Rockies Mailbag: Starting rotation struggles, catching now a strength, Jeff Bridich’s shot at beat writers
Jeff Bridich: “The reality is–and this is going to sound petty and bad—if you just objectively look at the people who are evaluating us every day, you know they’ve never come close to doing this job and all the work that goes into it. And most of them, probably 99 percentage of them, they’ve never even led thing in their lives.” Read more…

Kiszla: In baseball city built on homers, Trevor Story destined to be biggest Blake Street Bomber of ’em all
Bold prediction: Rockies shortstop will one day pass Todd Helton as the franchise’s HR king. Read more…
Quick Hits
+ Newman: Tony Wolters should be the Rockies’ everyday catcher — he has astonied us all
+ Rockies closer Wade Davis has resumed throwing, believes he’ll “be back pretty soon”
+ All-star vote opens for MLB fans, with a new “primary round” wrinkle
+ Rockies podcast: Brendan Rodgers on his first couple weeks in the big leagues and more
+ Kyle Freeland doing intensive study of 2018 video to correct his season, plus more Rockies news and injury updates
+ Rockies’ Nolan Arenado named NL Player of the Week
+ Rockies’ Charlie Blackmon lands on IL with lingering calf injury
+ Kiszla: Why Rockies danced with urgency of September on Memorial Day
+ Rockies Mailbag: Have a question about the team? Ask Patrick Saunders here.

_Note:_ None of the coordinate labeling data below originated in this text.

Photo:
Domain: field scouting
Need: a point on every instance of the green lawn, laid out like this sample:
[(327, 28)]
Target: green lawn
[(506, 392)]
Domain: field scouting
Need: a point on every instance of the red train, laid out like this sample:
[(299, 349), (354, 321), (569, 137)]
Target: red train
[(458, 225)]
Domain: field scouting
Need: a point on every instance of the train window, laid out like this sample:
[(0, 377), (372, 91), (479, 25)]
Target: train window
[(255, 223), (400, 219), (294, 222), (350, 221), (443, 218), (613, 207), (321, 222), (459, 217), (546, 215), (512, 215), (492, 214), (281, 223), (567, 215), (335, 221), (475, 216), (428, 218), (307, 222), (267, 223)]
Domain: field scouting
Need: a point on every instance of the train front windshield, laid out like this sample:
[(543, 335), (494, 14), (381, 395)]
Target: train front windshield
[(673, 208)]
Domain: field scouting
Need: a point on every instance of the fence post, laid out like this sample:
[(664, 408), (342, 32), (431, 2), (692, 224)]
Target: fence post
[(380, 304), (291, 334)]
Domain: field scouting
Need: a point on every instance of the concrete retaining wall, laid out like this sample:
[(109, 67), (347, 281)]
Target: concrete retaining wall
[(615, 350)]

+ Want to chat about the Rockies? Ask to join our closed discussion group on Facebook.
By The Numbers
100
WATCH: Trevor Story hammers hundredth home run, quickest shortstop in MLB history to that mark
It took Story 448 games to accomplish the history deed. The previous mark was set by Alex Rodriguez who hammered his first 100 dingers 470 games. Read more…
Parting Shot

Saunders vs. Kiszla: What’s wrong with Rockies ace Kyle Freeland, and what’s the fix?